Дипломатические ухищрения оказались далеко не единственным, и даже не главным моим занятием в тот год. Вновь населить берега нижнего Днепра, от Богородицка до Очакова, и привести в действительную власть императрицы крымский берег, — вот что требовало наибольших усилий. Людей отчаянно не хватало. Великорусские мужики крепки земле; малороссияне едва оправились от чумы тридцать восьмого года и перебираться в запустевшие земли совсем не рвались; турецкие христиане слишком боялись прежних господ, чтобы стать серьезной опорой в случае будущих столкновений, которые непременно когда-нибудь случатся. Годными выглядели разве что сербы с цесарской Военной Границы, согласные променять разделенное меж магометанами и католиками отечество на единоверную Россию, но Бестужев и тут строил препоны, опасаясь трений с союзниками. Приходилось черпать из ландмилиции, растягивая силы поселенного войска и на днепровскую долину, и на владения в Крыму: благо, татары присмирели. Положение ханства было двойственным. Его сокрушение обернулось бы для нас чрезмерными потерями в людях и новой войною с султаном, который под давлением черни был бы принужден вмешаться, независимо от своего желания. Однако все понимали, что хан остается в окружении русских почти на положении аманата, и при действительной угрозе со стороны Порты я просто обязан буду его задавить, обезопасив тем самым свой тыл. Шаткое равновесие, невзирая ни на что, держалось, становясь все более привычным. По весне крымцы со своими стадами допущены были на пастбища между Днестром и Бугом, а осенью возвратились на полуостров, не устроив по дороге больших бесчинств.
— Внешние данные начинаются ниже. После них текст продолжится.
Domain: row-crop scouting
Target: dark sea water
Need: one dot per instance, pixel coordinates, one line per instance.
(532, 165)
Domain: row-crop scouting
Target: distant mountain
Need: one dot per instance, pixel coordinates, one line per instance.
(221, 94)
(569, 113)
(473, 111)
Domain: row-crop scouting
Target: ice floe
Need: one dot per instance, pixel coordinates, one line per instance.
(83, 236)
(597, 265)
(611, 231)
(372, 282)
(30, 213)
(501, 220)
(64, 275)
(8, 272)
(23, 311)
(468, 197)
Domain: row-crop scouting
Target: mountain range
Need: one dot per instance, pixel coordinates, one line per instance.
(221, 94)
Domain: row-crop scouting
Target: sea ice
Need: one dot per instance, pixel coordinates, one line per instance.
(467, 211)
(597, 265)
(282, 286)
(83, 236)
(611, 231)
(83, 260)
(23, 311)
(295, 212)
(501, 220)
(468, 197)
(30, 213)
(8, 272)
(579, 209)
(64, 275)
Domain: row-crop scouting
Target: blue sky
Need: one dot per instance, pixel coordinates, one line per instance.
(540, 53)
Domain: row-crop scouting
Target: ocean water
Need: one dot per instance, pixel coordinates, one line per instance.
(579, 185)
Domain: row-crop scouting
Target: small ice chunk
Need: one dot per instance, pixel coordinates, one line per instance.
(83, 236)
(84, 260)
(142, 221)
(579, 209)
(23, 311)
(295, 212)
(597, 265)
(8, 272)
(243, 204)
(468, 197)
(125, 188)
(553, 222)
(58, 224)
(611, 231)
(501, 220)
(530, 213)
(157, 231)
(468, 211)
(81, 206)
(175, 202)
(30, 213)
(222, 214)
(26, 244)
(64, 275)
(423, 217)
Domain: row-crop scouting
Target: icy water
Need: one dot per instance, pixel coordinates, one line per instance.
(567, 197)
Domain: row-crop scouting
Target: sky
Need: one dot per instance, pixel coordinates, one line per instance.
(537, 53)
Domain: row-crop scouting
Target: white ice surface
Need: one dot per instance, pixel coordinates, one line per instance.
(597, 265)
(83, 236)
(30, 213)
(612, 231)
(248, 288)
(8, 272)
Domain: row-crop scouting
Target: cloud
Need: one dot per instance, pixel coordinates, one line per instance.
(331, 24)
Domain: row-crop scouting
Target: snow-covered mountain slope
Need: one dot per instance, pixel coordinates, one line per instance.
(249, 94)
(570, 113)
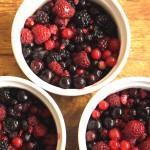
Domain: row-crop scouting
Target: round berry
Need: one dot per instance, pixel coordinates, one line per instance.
(67, 33)
(96, 54)
(17, 142)
(103, 105)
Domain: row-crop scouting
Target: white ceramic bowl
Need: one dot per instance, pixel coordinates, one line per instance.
(6, 81)
(28, 7)
(132, 82)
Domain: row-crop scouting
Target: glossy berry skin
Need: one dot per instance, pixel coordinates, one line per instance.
(17, 142)
(103, 105)
(96, 54)
(67, 33)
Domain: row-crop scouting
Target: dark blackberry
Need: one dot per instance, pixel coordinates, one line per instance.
(10, 125)
(42, 17)
(53, 56)
(102, 20)
(82, 18)
(3, 145)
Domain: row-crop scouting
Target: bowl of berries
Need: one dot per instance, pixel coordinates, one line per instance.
(118, 117)
(70, 47)
(29, 117)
Ландмилицкие солдаты, стоящие в ключевых пунктах, ворчали при виде исконных врагов, ругали начальство за излишнюю, по их мнению, доверчивость (и меня тоже ругали: как же иначе?), но дисциплину все же блюли, не учиняя самовольных действий. Правление приграничными землями подобно было танцу на канате над пропастью. Все, как издревле здесь повелось: во времена Овидия не слыхивали еще ни о русских, ни о татарах, а что он писал из черноморской ссылки? В сих краях, дескать, редко бывает мир, и никогда нет веры в мир. За семнадцать веков больших изменений не случилось.